De toute évidence, il est indispensable de connaître son client. « Cela englobe d’avoir une idée précise de la vision du monde de la personne, de ses références culturelles, de ses éléments de langage. En cela, c’est avant tout une relation humaine qui se tisse, basée sur l’ouverture et la confiance. Chaque cas est unique » précise Julie Motreff. Elle continue sur l’importance de l’échange, au cœur du métier de ghostwriter : « il faut pouvoir “sentir” et capter la personne, son caractère, sans cela, l’écrit manque de substance et d’authenticité. »

Écrire ne serait finalement qu’une petite partie du métier de ghostwriter. Entre le psy et le coach, l’essentiel est de capter comment ces dirigeants veulent être compris par leur auditoire. « Écrire n’est que 20% du processus. Le gros du travail est d’écouter, poser les bonnes questions et rassurer la personne » assure ainsi Thibault Louis, qui se souvient d’un dirigeant qu’il fallait tenir par la main pour qu’il publie les posts préparés : « Il avait peur de cliquer sur “publier”, il n’y arrivait pas. J’ai parfois beau leur faire des livrables, il faut que je sois avec eux pour leur dire “maintenant tu cliques sur publier”. Il faut presque les gronder, c’est très douloureux pour certains de publier. Chaque prise de parole leur semble cruciale. »

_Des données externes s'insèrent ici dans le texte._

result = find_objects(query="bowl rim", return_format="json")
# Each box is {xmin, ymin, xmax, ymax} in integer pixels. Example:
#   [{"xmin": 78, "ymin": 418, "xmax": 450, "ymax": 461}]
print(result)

Peur du jugement, angoisse du bad buzz, le CEO est un humain comme les autres, ghostwriter ou pas à ses côtés. Et quand bien même il est accompagné pour ses prises de paroles sur LinkedIn, « Il faut être authentique et constant. Et ne pas faire de course aux likes : l’important est d’avoir une communauté de lecteurs de niche et d’experts » tempère Julie Motreff. Tout un programme pour les futurs ghostwriters qui n’ont pas fini d’envahir LinkedIn et d’écrire pour les autres, hasard ou non.